The inner ear, where sound is converted to electricity (and sent to the brain via the auditory nerve network), is very dependent on healthy circulation. Though very small when compared to other vital organs, it is an energy-intensive part of the body and requires a constant inflow of nutrients.
This is why diabetes, unfortunately, is very much a risk factor for hearing loss. Current research posits that diabetics are two times more likely to have hearing issues than non-diabetics.

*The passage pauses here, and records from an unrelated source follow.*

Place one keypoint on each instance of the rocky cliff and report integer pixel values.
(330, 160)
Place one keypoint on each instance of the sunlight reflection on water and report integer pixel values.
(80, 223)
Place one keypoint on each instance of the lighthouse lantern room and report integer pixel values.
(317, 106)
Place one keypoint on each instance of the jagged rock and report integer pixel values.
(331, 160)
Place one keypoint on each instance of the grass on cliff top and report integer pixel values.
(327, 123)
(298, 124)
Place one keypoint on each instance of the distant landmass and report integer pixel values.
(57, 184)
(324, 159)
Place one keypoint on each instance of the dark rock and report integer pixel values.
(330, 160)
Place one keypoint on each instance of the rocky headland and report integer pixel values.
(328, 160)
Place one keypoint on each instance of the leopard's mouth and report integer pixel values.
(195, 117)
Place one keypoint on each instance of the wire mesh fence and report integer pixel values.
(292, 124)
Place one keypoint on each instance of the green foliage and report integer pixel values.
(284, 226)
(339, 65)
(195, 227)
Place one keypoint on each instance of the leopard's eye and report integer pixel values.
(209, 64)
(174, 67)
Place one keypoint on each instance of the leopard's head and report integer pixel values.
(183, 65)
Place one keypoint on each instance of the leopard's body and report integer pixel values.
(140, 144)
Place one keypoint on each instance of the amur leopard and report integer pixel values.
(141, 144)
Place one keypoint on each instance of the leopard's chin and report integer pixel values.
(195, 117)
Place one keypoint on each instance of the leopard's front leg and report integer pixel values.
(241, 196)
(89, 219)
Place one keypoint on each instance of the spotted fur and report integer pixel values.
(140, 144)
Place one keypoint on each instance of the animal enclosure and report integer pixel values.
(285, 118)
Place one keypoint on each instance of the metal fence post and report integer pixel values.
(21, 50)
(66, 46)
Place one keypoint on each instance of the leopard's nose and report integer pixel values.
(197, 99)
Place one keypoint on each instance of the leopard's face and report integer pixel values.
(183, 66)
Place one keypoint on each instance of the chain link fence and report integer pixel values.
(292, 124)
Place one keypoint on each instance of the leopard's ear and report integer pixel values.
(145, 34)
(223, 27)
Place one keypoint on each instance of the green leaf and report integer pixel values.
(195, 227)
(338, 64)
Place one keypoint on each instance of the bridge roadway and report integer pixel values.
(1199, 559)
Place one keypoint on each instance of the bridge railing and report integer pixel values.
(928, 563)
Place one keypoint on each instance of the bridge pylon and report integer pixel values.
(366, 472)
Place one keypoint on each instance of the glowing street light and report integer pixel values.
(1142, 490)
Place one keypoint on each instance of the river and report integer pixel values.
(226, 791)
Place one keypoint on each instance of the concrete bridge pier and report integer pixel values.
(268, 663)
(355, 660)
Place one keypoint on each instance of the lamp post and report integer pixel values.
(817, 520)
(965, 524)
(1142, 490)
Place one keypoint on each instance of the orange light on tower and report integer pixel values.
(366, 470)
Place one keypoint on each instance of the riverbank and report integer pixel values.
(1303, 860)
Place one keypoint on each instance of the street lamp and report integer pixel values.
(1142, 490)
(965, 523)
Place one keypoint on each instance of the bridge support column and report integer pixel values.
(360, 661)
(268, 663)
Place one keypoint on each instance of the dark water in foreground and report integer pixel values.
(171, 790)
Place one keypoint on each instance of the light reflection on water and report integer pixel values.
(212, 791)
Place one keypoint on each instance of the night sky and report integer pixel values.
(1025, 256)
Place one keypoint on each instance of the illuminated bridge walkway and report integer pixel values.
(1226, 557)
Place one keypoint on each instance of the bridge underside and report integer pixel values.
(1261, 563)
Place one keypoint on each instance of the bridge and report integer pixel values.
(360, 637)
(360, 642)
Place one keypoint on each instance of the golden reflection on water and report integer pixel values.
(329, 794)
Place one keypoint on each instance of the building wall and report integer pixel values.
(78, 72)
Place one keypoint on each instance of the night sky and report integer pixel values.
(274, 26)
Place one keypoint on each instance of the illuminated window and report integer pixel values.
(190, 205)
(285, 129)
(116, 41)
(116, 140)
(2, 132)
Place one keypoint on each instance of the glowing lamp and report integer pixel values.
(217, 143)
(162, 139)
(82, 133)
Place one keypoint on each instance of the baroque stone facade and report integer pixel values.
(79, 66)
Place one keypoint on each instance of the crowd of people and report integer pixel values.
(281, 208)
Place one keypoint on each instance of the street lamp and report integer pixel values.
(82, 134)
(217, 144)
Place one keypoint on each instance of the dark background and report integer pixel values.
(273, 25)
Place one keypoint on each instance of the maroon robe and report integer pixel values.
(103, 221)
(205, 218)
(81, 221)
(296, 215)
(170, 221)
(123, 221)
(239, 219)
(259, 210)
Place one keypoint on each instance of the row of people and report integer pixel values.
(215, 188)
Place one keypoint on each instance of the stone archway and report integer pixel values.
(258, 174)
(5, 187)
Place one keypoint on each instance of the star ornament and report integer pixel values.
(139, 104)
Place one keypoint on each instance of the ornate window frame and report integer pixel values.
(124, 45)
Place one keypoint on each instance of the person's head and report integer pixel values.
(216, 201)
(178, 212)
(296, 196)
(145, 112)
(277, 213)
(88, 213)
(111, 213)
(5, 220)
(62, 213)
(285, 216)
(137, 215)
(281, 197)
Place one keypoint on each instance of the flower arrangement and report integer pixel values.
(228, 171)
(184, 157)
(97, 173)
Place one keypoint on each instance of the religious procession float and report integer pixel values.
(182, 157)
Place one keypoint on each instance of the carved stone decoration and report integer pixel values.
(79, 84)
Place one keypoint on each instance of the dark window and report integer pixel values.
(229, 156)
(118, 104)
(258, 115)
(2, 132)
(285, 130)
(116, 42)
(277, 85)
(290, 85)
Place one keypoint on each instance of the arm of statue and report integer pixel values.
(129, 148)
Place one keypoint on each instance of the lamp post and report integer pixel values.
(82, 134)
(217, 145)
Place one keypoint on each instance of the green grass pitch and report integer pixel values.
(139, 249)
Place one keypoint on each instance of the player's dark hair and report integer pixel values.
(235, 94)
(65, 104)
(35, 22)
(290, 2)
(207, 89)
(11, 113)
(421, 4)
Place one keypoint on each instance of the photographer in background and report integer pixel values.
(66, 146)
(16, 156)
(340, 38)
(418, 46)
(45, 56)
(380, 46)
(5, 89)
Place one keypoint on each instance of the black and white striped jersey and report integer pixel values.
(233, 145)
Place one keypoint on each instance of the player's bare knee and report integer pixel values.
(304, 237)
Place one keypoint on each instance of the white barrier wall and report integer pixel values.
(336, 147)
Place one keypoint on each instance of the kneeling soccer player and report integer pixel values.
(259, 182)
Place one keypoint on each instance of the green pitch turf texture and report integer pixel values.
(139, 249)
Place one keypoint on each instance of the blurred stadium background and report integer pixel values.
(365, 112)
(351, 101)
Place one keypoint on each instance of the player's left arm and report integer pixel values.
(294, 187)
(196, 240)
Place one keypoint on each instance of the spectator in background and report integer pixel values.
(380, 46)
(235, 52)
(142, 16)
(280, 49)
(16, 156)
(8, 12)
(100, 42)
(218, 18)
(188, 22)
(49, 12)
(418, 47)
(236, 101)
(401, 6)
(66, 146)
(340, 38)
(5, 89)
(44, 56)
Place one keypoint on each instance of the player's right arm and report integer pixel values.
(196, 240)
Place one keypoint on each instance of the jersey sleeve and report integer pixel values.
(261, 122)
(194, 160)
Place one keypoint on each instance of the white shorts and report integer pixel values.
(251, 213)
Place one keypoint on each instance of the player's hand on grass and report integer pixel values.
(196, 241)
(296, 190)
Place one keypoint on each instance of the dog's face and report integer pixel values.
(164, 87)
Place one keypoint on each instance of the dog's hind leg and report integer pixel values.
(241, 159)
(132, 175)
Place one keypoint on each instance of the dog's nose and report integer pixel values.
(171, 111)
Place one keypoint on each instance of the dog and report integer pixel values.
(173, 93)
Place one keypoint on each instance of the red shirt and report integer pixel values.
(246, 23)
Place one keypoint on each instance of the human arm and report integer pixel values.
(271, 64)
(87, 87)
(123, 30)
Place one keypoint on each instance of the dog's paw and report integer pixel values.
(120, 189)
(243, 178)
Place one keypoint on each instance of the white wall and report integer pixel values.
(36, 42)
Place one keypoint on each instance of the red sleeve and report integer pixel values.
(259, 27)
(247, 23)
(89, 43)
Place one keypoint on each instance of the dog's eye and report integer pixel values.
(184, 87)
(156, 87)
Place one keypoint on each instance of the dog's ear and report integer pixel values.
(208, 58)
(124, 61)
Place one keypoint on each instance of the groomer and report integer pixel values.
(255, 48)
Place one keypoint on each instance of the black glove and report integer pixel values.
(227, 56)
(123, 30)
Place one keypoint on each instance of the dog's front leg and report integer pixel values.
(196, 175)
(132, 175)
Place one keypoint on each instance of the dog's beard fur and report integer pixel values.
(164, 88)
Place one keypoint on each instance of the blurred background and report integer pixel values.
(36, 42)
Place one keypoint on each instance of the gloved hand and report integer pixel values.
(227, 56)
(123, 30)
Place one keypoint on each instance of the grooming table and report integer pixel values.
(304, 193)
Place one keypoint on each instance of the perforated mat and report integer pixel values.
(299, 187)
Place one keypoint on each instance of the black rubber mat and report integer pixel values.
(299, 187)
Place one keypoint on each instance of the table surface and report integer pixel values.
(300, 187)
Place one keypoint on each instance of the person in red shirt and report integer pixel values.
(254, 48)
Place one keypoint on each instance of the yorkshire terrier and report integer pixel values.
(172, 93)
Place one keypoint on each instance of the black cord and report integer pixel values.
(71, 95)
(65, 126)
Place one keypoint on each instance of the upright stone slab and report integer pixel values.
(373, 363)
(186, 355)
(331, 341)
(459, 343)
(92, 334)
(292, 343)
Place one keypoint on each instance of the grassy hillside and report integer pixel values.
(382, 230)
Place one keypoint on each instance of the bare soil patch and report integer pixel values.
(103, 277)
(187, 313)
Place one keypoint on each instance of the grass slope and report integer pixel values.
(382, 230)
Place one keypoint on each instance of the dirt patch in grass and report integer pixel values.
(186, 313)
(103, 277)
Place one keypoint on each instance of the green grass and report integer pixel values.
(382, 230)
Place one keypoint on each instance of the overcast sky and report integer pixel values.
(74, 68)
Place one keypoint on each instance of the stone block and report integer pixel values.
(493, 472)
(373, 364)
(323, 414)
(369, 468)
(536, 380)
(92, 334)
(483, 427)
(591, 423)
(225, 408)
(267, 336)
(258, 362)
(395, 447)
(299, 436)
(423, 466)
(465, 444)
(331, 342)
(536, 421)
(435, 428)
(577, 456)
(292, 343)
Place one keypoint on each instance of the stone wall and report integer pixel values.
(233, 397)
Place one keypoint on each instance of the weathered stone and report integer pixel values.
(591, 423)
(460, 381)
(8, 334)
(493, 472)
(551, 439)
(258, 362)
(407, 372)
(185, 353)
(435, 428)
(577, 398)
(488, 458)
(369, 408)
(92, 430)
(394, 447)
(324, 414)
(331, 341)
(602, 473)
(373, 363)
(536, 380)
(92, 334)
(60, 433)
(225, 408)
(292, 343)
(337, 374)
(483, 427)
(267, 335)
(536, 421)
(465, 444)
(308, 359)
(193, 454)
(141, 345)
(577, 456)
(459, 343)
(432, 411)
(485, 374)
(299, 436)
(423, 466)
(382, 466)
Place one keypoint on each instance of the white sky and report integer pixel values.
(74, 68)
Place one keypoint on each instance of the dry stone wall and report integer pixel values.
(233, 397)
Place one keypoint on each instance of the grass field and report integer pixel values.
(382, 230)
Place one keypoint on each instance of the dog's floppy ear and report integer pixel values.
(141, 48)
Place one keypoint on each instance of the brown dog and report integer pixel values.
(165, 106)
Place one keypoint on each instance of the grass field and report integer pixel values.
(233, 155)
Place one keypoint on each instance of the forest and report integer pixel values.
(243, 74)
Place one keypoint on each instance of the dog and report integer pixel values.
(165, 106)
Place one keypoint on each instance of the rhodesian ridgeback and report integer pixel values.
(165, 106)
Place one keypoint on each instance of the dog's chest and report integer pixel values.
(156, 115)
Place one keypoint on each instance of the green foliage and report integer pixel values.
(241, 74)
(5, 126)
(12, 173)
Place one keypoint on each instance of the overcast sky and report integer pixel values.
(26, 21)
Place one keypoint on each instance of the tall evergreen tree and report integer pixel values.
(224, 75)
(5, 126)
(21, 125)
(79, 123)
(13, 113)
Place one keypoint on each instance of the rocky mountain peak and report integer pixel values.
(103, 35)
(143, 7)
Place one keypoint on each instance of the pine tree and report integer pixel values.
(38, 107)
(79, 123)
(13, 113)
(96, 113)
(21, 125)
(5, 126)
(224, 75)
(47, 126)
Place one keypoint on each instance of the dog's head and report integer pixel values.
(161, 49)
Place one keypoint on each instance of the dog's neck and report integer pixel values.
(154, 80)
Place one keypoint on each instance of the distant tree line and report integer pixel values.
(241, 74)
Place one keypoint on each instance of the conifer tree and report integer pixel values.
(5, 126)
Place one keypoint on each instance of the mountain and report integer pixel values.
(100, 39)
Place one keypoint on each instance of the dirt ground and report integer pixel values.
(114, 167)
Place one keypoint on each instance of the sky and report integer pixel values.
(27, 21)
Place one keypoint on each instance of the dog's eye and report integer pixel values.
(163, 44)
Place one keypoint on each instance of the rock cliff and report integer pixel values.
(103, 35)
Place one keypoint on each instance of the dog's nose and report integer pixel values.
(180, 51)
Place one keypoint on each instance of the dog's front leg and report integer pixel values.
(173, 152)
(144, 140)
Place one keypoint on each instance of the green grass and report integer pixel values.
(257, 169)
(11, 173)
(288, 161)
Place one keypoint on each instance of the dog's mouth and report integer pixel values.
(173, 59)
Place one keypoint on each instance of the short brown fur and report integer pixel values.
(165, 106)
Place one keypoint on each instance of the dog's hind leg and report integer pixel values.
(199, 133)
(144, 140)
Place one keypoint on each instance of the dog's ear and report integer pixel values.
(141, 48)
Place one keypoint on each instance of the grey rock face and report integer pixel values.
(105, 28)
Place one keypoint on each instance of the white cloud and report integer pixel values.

Since diabetes inhibits the bloodstream’s ability to transport glucose, a sugar vital to transferring energy to cells, it can prevent the ear from functioning normally. There is also evidence that the elevated levels of blood glucose — diabetes causes glucose to buildup in the blood rather than be transferred to cells throughout the body — damages the blood vessels that are vital to the inner ear.
One fundamental role these blood vessels play is in nourishing the stereocilia, the tiny hair cells that are a crucial part of the inner ear. These hairs cannot regrow or regenerate after being damaged. And a lack of healthy blood flow will damage them.
Diabetes, if untreated, can wreak havoc with much of the body’s functions. It can cause blindness, organ failure, and lead to amputation of extremities.
A 2012 study published in the Journal of Clinical Endocrinology and Metabolism concluded, after evaluating 13 other studies based on over 20,000 subjects, that the higher risk for hearing loss in diabetics was clear and cut across age and other risk factors.
The general advice to diabetics — exercise regularly and keep weight under control — will also lessen the chances of hearing loss. In addition, protecting ears from other risk factors, such as excessive noise, is even more important for a diabetic.